U.S. Navy SEALs exit a C-130 Hercules aircraft during a training exercise near Fort Pickett, Va. (Petty Officer 2nd Class Anthony Harding/U.S. Navy photo)

As you start to enter your mid-30s to early 40s, a lifetime of aches, pain, injuries and hard training begin to take their toll. Smart training can help you alleviate much of the pain and soreness of previous injuries. Learning to recover is critical to handling long hours training or on the job while doing highly physical activities. Here is a question from an older military athlete seeking to get back into a special-ops training pipeline.

Stew, I’m 33 years old, just left the active duty.
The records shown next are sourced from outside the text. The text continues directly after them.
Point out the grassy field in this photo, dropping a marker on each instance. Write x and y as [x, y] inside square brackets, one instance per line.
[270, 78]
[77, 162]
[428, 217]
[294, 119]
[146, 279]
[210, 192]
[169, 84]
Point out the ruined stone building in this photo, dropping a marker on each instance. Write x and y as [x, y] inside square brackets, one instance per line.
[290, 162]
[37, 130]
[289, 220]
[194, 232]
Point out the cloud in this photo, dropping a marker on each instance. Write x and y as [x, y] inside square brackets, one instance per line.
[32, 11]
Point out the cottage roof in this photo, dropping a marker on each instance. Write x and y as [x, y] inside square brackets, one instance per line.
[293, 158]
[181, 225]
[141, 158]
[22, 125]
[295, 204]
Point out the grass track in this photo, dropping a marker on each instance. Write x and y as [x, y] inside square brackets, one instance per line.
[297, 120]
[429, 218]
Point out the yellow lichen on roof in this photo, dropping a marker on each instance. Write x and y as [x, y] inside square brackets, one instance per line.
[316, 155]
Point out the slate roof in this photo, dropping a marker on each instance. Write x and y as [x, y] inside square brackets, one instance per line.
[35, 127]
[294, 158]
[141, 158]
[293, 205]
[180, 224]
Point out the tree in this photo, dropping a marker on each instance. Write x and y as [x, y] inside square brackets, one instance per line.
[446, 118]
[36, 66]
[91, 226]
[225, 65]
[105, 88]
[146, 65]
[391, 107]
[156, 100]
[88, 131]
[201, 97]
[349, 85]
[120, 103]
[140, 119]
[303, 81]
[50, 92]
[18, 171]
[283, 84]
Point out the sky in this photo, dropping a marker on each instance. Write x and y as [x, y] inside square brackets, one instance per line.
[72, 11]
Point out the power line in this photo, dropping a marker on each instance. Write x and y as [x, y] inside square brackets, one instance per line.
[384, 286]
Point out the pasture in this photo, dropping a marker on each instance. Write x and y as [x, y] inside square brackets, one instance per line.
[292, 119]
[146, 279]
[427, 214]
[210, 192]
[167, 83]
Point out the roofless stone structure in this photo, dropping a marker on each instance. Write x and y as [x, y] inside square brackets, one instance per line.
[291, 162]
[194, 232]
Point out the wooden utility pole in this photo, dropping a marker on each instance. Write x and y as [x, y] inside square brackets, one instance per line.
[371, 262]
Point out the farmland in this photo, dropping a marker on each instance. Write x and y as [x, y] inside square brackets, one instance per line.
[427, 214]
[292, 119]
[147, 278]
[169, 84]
I was med rolled due to rhabdomyolysis in a spec-ops pipeline. I’d like to reenter the pipeline on the reserve side if possible, but at my age, I can’t train like I used to in my 20s. If you were training for a “selection” lifestyle at my age, how would you approach training to avoid injury and maximize progress in our key proficiencies (calisthenics, rucking, running, swimming)? I watched your Tactical Fitness Report regarding older athletes and periodization, but have never developed a fitness program for myself that utilizes this method in any meaningful way. Any help or insight you can provide is greatly appreciated. 

Very respectfully, Steve

Steve, I will say as I got into my 30s that my body was pretty messed up -- mainly an accumulation of high school sports injuries (football), college injuries (rugby), special-ops preparation, then selection (Basic Underwater Demolition/SEAL) and the teams. I had to rebuild myself.

With your previous injury and ailment, you have to be smart. I recommend periodization to rebuild a solid foundation to endure the training. Also see more information on rhabdomyolysis, as there are many elements that can cause that. See related post on Periodization that has helped me, as well as younger athletes for more than 20 years now. 
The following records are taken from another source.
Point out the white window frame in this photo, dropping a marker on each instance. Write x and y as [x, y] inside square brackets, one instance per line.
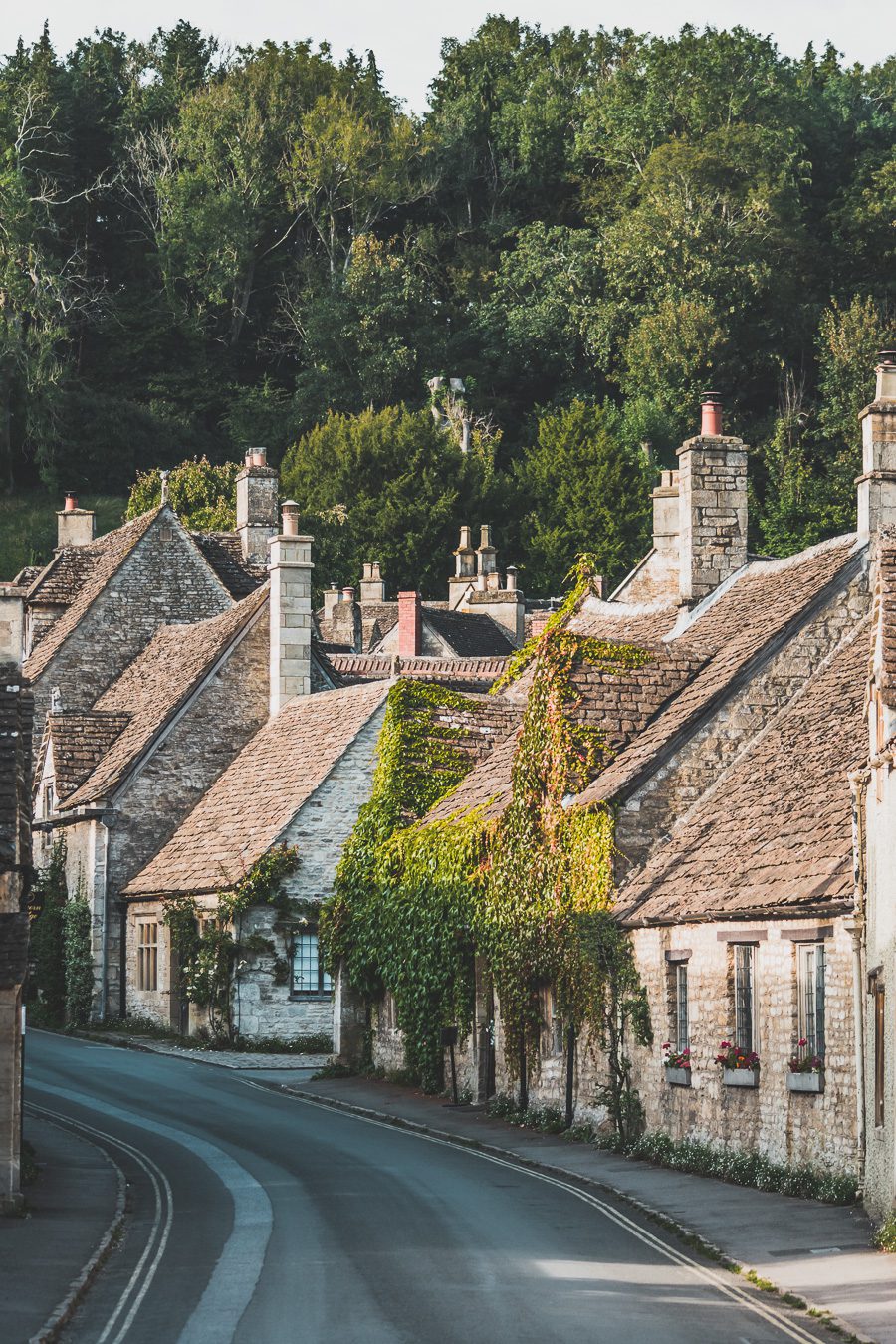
[148, 955]
[746, 1021]
[811, 976]
[324, 986]
[681, 1001]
As with any selection program, you have to get specific to the events, challenges and tests you will endure daily. This will mean acing fitness tests to get you into the training and mastering movements, load bearing and endurance activities (run, swim, ruck) to get through the training.
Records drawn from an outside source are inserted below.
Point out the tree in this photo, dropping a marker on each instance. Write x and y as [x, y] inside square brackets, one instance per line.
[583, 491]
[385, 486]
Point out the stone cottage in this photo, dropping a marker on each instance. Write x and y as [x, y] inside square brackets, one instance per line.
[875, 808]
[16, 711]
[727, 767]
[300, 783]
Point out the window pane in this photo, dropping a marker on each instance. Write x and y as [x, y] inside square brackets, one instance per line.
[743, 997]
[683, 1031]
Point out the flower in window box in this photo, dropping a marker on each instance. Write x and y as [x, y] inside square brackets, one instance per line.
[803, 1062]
Getting specific means more about preparing the body for the rigors of the selection program than it does doing long, difficult events like hell week, brutal six-hour log PTs, 20-mile rucks or six-mile ocean swims, for instance. It is good to do some of this type of training, but you will build your abilities and confidence with much shorter events. 

Simulating these events in the gym or with sandbags is a way to do it.  See Sand Baby Murph, for instance. Building a "forever pace" to endure long run, ruck or swimming distances with workouts like the Spec Ops Triathlon is another option. 

When you discuss tactical fitness, you have to consider all the elements of fitness and especially focus on your weaknesses and previous injuries that you have to strengthen. That means strength, power, cardio endurance (run, swim, ruck techniques), muscle stamina, core, gripmobility, speed, agility and flexibility. You need a program, and periodization allows you to get good at these elements of fitness throughout your training blocks spread throughout the year. 

You have to think of periodization like your fitness budget. Focus on your needs and goals of your weaknesses without losing the strengths you brought to the table in the first place. There will be plenty of time to get back to the phases that include your strengths, but building your weaknesses to a level where they meet the standards of any selection program should be your preparation focus. This may include strength training or technique training in the pool. It may include muscle stamina that typically builds nicely on top of a foundation of strength and power. 

The reason why periodization works in this phase of training, as well as in post selection, is that it allows you to separate your focuses. You will find it very difficult to build your longer-distance running speed while you are trying to increase your mass with a lifting program.

In my version of a tactical fitness periodization, we break up the year or six months in four six- to 13-week cycles. Typically, we do a full year of 4 x 13 = 52 weeks, but we also have been working on a six-month cycle with great success for shorter timelines over the past five years. 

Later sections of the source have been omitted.